Paper ID: 1491
Title: Matrix factorization with Binary Components

Submitted by Assigned_Reviewer_1

Q1: Comments to author(s). First provide a summary of the paper, and then address the following criteria: Quality, clarity, originality and significance. (For detailed reviewing guidelines, see
The authors present an algorithm for matrix factorization with binary components; in this particular variant the authors have a number of combinatorial (basically zero-one) constraints on the elements of one of the two factor matrices.

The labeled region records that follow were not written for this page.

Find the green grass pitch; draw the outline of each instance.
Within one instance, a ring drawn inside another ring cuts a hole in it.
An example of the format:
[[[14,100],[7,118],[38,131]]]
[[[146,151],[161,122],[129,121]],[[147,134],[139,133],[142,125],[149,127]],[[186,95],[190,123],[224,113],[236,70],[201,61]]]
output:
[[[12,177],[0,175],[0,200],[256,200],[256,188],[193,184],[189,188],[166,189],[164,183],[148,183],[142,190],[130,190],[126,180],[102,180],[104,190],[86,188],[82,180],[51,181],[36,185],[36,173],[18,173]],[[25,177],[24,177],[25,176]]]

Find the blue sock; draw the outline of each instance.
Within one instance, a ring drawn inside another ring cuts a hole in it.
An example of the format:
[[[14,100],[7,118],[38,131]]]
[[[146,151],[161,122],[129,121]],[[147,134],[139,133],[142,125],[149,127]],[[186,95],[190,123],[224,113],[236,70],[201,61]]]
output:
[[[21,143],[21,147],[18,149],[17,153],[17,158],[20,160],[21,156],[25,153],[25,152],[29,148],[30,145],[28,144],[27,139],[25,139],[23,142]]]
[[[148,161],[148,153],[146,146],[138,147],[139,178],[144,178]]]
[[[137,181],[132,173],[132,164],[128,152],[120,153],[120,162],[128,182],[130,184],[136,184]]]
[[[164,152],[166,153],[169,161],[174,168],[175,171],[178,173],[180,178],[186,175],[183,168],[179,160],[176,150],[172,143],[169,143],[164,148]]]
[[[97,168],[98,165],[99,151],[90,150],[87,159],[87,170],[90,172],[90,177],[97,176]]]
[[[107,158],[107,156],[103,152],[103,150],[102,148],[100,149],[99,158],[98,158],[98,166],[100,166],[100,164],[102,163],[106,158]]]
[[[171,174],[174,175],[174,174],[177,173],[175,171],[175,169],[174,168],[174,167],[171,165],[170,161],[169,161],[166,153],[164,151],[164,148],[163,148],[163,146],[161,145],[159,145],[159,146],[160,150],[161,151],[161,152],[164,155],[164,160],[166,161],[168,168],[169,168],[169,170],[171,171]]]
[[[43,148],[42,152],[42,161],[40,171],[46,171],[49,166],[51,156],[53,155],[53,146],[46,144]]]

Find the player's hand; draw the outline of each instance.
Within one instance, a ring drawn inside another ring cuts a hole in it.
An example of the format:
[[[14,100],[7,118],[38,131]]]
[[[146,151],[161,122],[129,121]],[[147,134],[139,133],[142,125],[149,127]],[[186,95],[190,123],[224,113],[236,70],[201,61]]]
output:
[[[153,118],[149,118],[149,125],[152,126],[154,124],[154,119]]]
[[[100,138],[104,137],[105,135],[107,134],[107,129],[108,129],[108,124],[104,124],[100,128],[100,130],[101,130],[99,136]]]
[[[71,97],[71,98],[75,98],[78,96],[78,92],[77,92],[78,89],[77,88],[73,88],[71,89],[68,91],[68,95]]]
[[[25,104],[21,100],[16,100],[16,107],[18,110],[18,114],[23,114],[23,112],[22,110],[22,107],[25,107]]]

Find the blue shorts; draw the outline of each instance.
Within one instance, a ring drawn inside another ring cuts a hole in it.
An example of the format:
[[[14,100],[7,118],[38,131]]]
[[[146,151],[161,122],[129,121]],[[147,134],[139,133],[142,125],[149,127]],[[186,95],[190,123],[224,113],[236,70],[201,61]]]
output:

The paper has great theory, that was enjoyable to read. The use of the Littlewood-Offord lemma is very elegant (even though it only holds for asymptotically large values of m). The use of linear programming to further speed up the overall algorithms is also a nice approach. Overall, this is very strong paper from a theoretical perspective, certainly above the NIPS threshold.

My main concern, however, had to do with the motivation of this particular factorization. While intuitively appealing (having a zero-one matrix on the left hand size of a matrix factorization), it was not obvious to me what applications this could have. The case study described by the authors is certainly interesting, but somewhat exotic: to the best of my knowledge, associations between cancers and shifts in methylation of cell types are still vastly unexplored. I would like to see more motivation for the proposed factorization, if possible.

Overall, a solid paper that I would like to see published in NIPS.
Q2: Please summarize your review in 1-2 sentences
The authors present algorithms for a matrix factorization with zero-one constraints on one of the two factor matrices. A very good paper from a theoretical perspective; however, the overall motivation for this factorization is rather weak.

Submitted by Assigned_Reviewer_3

Q1: Comments to author(s). First provide a summary of the paper, and then address the following criteria: Quality, clarity, originality and significance. (For detailed reviewing guidelines, see
The paper presents an algorithm for low-rank matrix factorization with constraints on one of the factors should be binary. The paper has several novel contributions for this problem. The algorithm guarantees the exact solution with the time complexity of O(mr2^r+mnr), where previous approach (E. Meeds et al., NIPS 2007) uses MCMC algorithm so that it cannot guarantee a global convergence. Under additional assumptions on the binary factor matrix T, the uniqueness of T is proved which means that each data point has a unique representation with the columns of T. Using Littlewood-Offord lemma, the paper computes a theoretical speed-up factor for their heuristic of the candidate binary vector set reduction step.
I summarize the strengths (+) and weaknesses (-) of this paper.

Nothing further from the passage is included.